Looks like were always 15 seconds behind …

the brain
Credit: sdecoret/ Shutterstock

On January 12, research released by the University of California, Berkeley revealed that the brain doesn’t see images in real-time but instead takes 15 seconds to refresh. Who would have thought it?

The findings come from research that looked into the ‘continuity field’ which is a function of perception in our brains. The specific study looked at how participants noticed subtle changes that occur over time to analyse the mechanism behind why the brain can be blind to certain changes.

Berkeley News reports that the study included 100 participants who were crowdsourced from Amazon Mechanical Turk. Participants were shown 30 second long time-lapsed videos of close-up images of faces morphing into each other. The faces were either grouped by age or gender.

Credit: @MauroManassi/ Twitter

Each face shown in the videos only showed the specific facial features of the eyes, eyebrows, nose, mouth, chin and cheeks and not the head shape or facial hair. The reason behind this was to give as few clues as possible.

The study revealed that to give a sense of visual stability, human brains merge what we see and also that we often see images from up to 15 seconds before merged together.

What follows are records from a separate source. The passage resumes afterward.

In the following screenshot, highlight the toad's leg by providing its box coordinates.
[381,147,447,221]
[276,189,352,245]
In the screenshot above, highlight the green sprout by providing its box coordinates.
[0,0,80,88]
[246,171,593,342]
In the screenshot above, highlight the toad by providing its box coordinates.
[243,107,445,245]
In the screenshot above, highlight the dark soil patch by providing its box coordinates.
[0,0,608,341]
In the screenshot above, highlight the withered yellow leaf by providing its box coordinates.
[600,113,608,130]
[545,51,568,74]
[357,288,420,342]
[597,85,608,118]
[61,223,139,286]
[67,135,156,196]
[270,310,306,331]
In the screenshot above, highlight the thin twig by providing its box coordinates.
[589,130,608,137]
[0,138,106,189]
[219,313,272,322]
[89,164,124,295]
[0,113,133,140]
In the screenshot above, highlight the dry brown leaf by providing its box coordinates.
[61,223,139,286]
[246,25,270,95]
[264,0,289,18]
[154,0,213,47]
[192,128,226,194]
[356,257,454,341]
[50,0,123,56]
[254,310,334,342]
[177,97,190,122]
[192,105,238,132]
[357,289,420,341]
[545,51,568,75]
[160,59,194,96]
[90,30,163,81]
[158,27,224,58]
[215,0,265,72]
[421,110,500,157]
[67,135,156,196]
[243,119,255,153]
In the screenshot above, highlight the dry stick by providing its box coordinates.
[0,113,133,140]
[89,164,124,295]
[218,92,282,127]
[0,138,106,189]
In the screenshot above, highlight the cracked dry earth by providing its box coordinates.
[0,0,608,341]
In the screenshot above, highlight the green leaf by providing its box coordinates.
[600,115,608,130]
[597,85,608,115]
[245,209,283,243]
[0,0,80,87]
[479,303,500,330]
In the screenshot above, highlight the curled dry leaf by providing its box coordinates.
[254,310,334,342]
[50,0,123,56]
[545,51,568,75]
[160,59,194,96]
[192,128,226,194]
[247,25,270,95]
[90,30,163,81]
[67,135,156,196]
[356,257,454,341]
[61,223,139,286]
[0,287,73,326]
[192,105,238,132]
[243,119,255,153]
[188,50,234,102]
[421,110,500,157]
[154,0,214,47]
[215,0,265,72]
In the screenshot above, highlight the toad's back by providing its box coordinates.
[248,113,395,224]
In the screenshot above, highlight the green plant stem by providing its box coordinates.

Having watched the videos, participants were then asked to identify the face they saw.

Credit: @MauroManassi/ Twitter

The results showed that most of the participants didn’t choose the last image they saw but one they had seen partway through the sequence.

David Whitney who is the Senior author of the study and also a professor of psychology at UC Berkeley said: ‘One could say our brain is procrastinating. It’s too much work to constantly update images, so it sticks to the past because the past is a good predictor of the present. We recycle information from the past because it’s faster, more efficient and less work.’

The lead author of the study, Mauro Manassi noted: ‘The delay is great for preventing us from feeling bombarded by visual input in everyday life, but it can also result in life-or-death consequences when surgical precision is needed.

‘For example, radiologists screen for tumours and surgeons need to be able to see what is in front of them in real-time; if their brains are biased to what they saw less than a minute ago, they might miss something.’

Whitney explained that humans aren’t ‘literally blind’ :‘It’s just that our visual system’s sluggishness to update can make us blind to immediate changes because it grabs on to our first impression and pulls us toward the past. Ultimately, though, the continuity field supports our experience of a stable world.’

He continued by saying ‘ If our brains were always updating in real-time, the world would be a jittery place with constant fluctuations in shadow, light and movement. We’d feel like we were hallucinating all the time.’

Credit: @MauroManassi/ Twitter

Instead, Manassi noted that ‘ our brain is like a time machine. It keeps sending us back in time. It’s like we have an app that consolidates our visual input every 15 seconds into one impression so we can handle everyday life.’

The results of the study can be found in the scientific journal Science Advances.